I want a rim shot, hey, digi, digi

The rim shot, hey, come on

A rim shot, hey, digi, digi

The rim shot, hey, come on

Give it to me, give it to me (boom-klat-boom-klat)

La voix gracieuse et enjouée d’Erykah Badu résonnait dans le salon à moitié vide. La trompe du phonographe, plaquée d’un or patiné par le temps, dispersait les notes profondes de la contrebasse. Les longues locs de Léto réunies par un foulard orange rebondissaient en même temps que les contre-temps du morceau. Soudain, la soul ensorcelante s’emballa et la voix douce et calme de la chanteuse s’enraya. Le phonographe cracha, puis, plus rien.

- Fais chier.

Léto déposa les livres qu’elle venait de sortir d’un carton, se releva et marcha furibonde vers l’objet qui semblait avoir vécu ses dernières heures. Ses bracelets et ses chaînes de corps tintèrent joyeusement. Elle retira le bras du vinyle qui pendouillait à moitié, ce qui trahissait une longue vie dans un bazar du centre-ville.

- Fais chier, fais chier, fais chier !

Il était mort, kaput. Plus de phonographe, plus de musique, plus de drogue. Plus de stimulant lui permettant de supporter les longues heures de déballage de cartons qui l’attendaiet jusque tard dans la nuit.
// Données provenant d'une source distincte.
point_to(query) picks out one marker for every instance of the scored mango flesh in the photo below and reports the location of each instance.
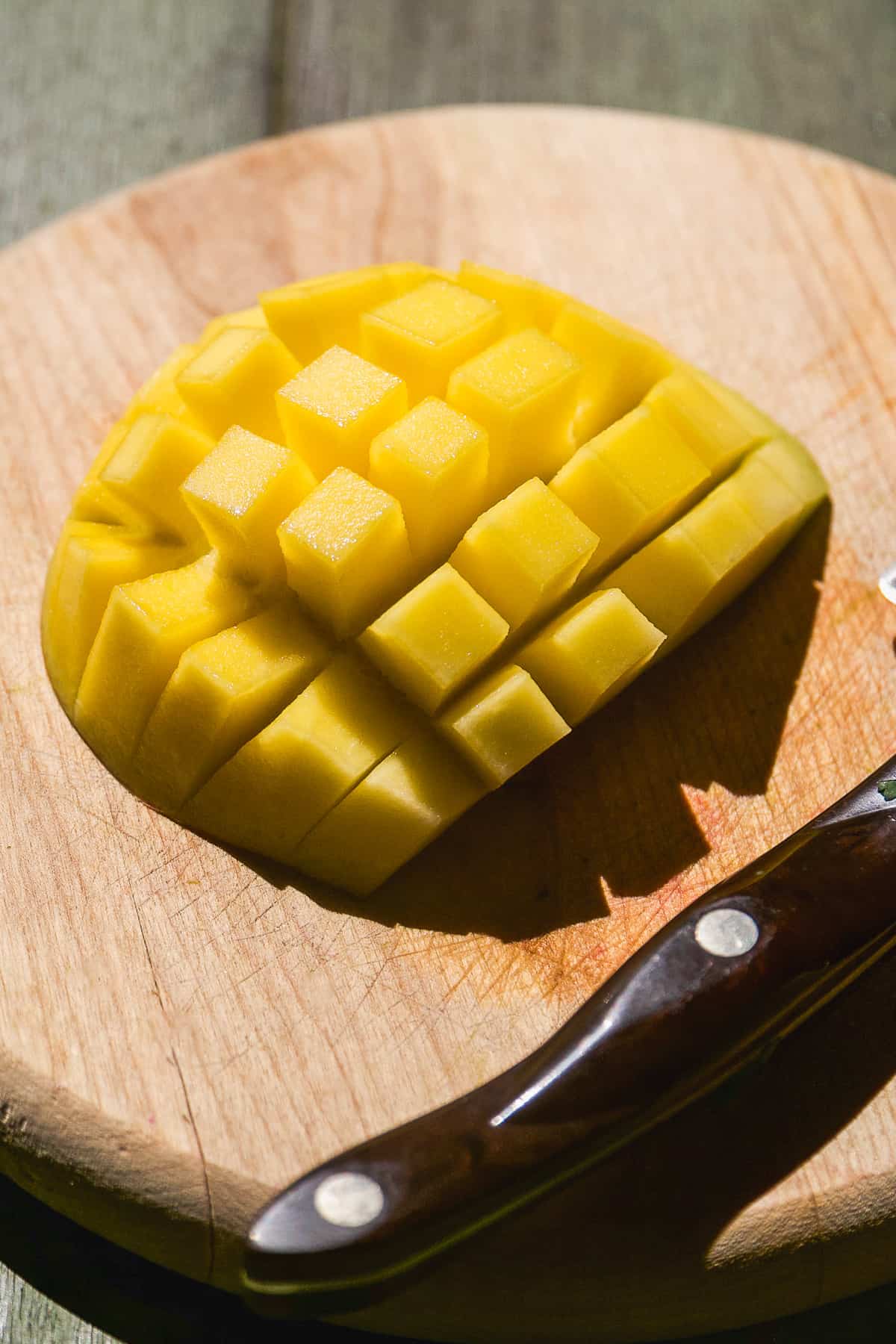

Son cabinet ouvrait dans deux jours, et elle n’avait même pas déballé les deux tiers de tout son bazar. Cela faisait maintenant une semaine qu’elle tentait de structurer et d’organiser sa caravane "de bibelots idiots, inutiles et inintéressants”, pour citer sa mère, ce qu’elle n’avait d’ailleurs pas manqué de répéter quand sa fille avait tenté sans succès de tout fourrer dans une piteuse camionnette. La jeune femme zig-zaga entre deux piles de livres dans le sens contraire - sans manquer auparavant de cogner son petit orteil sur le pied d’un tabouret d’une origine tout aussi douteuse - pour arriver enfin à une autre pile de cartons. La pile. Elle incarnait l’Enfer, dont chaque cartons était un cercle. Le cercle des dossiers administratifs qu’elle devait trier puisqu’elle était partie en panique de chez ses parents et qu'elle n’avait pas eu le temps de le faire avant le déménagement. Ensuite le cercle des cosmétiques et de ses innombrables boîtes à thé (qu’elle avait rangées ensemble à défaut de n'avoir plus de cartons ). Cette tour lui faisait face, immense et infranchissable, semblant la défier et la narguer. Épuisée le soir de l’emménagement, elle avait empilé maladroitement les cartons les uns sur les autres dans un coin du salon, près de la baie vitrée. La tour de pise menaçait de s’écrouler à chaque fois qu’elle ouvrait une fenêtre, ce qui d’ailleurs lui provoquait des terreurs plusieurs fois par jour.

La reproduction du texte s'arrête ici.